"I'm going to start loading up," Holmes announced abruptly. "You don't know how to stow stuff. You're not a yachtsman."

"I haven't got the shaft under control yet," said Burke.

"You'll get it," grunted Holmes.

He went out. Pam giggled again.

"He doesn't want me to go to the movies with the nice man from Security," she told Burke. "But I think I'd better. I'll let him ply me with popcorn and innocently let slip that Sandy and I know you've been warned that bomb shelters won't find a mass market unless they sell for less than the price of an extra bathroom. But if you want to go broke we don't care."

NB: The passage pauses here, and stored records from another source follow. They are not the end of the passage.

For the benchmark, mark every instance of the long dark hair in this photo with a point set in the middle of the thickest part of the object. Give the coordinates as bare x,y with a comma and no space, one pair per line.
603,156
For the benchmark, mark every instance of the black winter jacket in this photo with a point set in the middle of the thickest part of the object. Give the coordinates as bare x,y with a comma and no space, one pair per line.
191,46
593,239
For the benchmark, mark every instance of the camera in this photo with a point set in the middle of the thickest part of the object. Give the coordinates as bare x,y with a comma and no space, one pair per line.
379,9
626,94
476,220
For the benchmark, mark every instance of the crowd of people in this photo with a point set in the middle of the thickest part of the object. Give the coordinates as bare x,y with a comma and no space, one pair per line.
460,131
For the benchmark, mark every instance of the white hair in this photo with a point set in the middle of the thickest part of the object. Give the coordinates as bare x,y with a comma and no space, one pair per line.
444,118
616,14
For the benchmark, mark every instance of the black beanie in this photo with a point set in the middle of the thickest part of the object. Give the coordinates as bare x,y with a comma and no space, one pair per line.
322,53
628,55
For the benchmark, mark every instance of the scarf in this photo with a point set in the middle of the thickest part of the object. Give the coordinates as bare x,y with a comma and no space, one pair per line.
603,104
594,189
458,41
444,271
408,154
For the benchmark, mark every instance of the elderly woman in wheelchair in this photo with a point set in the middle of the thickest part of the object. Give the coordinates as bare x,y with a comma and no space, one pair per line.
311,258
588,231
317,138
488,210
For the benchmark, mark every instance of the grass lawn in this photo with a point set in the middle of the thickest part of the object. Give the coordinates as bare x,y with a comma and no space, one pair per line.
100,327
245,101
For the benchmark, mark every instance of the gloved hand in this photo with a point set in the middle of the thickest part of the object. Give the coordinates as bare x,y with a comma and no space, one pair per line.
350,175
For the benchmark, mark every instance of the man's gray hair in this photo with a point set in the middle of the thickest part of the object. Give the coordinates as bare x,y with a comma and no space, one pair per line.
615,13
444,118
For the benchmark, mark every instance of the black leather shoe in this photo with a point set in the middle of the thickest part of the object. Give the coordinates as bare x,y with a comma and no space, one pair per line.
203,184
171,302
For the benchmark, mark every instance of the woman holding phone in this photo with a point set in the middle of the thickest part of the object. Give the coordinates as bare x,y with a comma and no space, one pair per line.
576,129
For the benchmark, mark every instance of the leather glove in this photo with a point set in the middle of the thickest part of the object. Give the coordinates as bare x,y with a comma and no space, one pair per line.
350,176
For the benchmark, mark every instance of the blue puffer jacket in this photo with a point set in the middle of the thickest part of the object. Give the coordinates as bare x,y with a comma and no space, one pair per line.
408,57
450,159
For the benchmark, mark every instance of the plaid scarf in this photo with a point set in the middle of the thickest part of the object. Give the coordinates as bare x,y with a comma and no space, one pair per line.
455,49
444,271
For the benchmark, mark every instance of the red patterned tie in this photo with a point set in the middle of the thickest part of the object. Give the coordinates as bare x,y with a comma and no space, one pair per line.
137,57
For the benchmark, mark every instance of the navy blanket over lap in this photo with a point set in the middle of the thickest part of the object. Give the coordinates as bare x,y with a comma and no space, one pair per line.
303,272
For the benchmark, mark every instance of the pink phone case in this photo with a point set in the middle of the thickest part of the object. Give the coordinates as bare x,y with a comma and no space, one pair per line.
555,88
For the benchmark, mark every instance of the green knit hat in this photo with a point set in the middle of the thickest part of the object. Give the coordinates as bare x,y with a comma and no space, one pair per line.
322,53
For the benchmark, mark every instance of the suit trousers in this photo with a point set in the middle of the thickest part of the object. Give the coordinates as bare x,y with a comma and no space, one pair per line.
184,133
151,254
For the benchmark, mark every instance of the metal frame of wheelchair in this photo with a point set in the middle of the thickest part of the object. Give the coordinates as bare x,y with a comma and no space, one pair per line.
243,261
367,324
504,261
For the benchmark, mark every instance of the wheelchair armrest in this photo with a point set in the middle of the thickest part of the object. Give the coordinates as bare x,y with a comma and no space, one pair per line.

"Give me three days more," said Burke harassedly.

"Well try," said Sandy suddenly. "Pam can fix up a double date with one of her friend's friends and we'll both work on them."

Burke frowned absorbedly and went out. Sandy looked indignant. He hadn't protested.

Burke got Holmes' four workmen out of the ship and had them help him roll the bronze shaft to the pit and let it down onto a cradle of timbers. Now if it moved it would have to penetrate solid earth.

The most trivial of computations showed that when the bronze shaft had flown thirty miles, it hadn't done it on the energy of a condenser shorted through its coils. The energy had come from somewhere else. Burke had an idea where it was.